For years now, each time I set out to do a story on housing market conditions, I had a hunch a bubble was building. But once I reported out the story, I came to the conclusion that even if the market was getting frothy, there was no end in site to the bull run in real estate.

But, as of my latest piece (See, "Real Estate: Avoid the Burn"), I've changed that assessment. I'm now convinced a bubble is building. My only question is whether it will burst or just slowly deflate, and when.

What's changed? For starters, there's a lot more speculation now than there was just a year ago. The National Association of Realtors reports that 36% of home sales in 2004 were second homes. Of those, the number of people reporting that they made the purchase primarily as an investment climbed from 20% in 1999, to 64% in 2004. That doesn't sound like a sustainable source of new demand to me.
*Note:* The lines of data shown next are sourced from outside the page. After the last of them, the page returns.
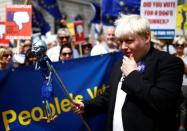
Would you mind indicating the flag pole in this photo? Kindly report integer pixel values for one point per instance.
(52, 69)
(26, 2)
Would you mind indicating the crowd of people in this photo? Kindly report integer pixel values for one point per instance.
(151, 102)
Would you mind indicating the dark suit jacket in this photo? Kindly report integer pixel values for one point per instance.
(153, 97)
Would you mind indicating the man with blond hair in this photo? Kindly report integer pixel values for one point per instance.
(145, 86)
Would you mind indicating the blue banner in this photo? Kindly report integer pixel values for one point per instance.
(20, 94)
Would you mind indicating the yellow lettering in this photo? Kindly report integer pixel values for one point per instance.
(23, 118)
(6, 121)
(65, 105)
(57, 105)
(92, 94)
(78, 98)
(52, 109)
(33, 113)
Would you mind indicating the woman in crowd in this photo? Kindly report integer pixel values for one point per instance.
(66, 52)
(5, 57)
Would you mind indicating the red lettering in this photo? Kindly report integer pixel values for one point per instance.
(157, 4)
(147, 4)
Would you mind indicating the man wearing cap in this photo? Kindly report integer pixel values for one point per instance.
(63, 37)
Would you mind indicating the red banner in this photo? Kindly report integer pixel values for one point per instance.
(3, 41)
(79, 31)
(18, 22)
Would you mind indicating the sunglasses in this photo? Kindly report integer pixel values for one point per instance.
(178, 45)
(7, 55)
(68, 53)
(62, 37)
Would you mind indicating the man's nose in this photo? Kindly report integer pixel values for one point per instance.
(124, 45)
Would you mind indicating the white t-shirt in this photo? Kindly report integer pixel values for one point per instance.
(120, 99)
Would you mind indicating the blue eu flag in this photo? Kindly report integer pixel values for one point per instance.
(51, 7)
(38, 21)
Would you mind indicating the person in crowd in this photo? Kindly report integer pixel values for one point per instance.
(101, 46)
(63, 37)
(20, 55)
(86, 49)
(5, 57)
(66, 52)
(110, 39)
(179, 44)
(51, 41)
(30, 58)
(144, 92)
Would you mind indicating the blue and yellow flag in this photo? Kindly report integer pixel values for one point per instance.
(21, 102)
(181, 17)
Even more significant: Interest rates are headed higher. That means more expensive mortgages and bigger bills due on all kinds of debt, including credit card payments (See, "Say Bye! Record low rates are gone" from Bankrate.com). Even if house prices stay the same, fewer people will be able to afford them.

Perhaps higher rates will create a rush to buy among house hunters who want to lock in their mortgage before rates climb higher. That could inflate the real estate bubble more -- especially if rates tick up only moderately in the months to come. If we start seeing a spike in prices now, that will be all the more reason to worry about real estate.